We also saw Collingwood defeat Essendon at the MCG. Their 5th win in a row, had a members’ area seat and dinner in the Members’ dining room so very comfortable! While Collingwood is the best, I am also following St Kilda’s trip to the Flag, to support Andrew.
Nick celebrated his 12th birthday with the favourite Chocolate Ripple birthday cake!
Celia and I had a long weekend down at Aireys, spent most of it holed up around the fire (great wood that burned hot!) reading (The Elegance of the Hedgehog, The coroners Lunch,) watching DVDs (I’ve loved you so long, Lars and the Real Girl, and Miss Pettigrew lives for a day). All fabulous! We also read played endless games of scrabble and wined and dined. The dogs were happy to be with us whatever we were doing.

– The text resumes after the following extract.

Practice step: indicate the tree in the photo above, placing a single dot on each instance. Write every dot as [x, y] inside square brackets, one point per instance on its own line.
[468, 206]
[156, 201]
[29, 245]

Friday we are off to Bennets Lane Jazz club to hear Yvette Johansen who I heard at the Chech Club a few weeks ago. We are having dinner before and Celia booked us in to a new Bar called …Trunk, which turns out to be a change of owner from Chinese one that was the Ethel Nilsen Day Care Centre where I was Director 1980-1984.
It was originally built in 1859 by architects Knight and Kerr (Parliament House) as the Mickveh Yisrael Synagogue and Hebrew School, run by the Rev.Moses Rintel. It was used as such until 1877, it then became State School No 2030 until 1892, and subsequently had a number of educational, social welfare and child care uses including the City Free Kindergarten .
The history of the former Synagogue is thus intimately bound up with the provision of social welfare, particularly catering to the needs of impoverished women and children and the unemployed in the formerly deprived north-eastern quarter of the city. As such, it is also a reminder of the character of this part of the city in the late 19th century and early 20th century: the area around Lonsdale, Little Lonsdale and Stephen Street (as Exhibition Street was originally known) was thought of as a slum area, inhabited by the poor and vice-prone. Now much of the small-scale fabric of this area has disappeared, giving the former Synagogue added significance.
Bennett's Lane was a great success everyone loving Yvette's performance. She is such a versatile singer, doing some great Blossom Dearie numbers. The venue was great so I feel comfortable about going there again, even if alone.
Off to see the John Brack's exhibition today then to Williamstown Little Theatre.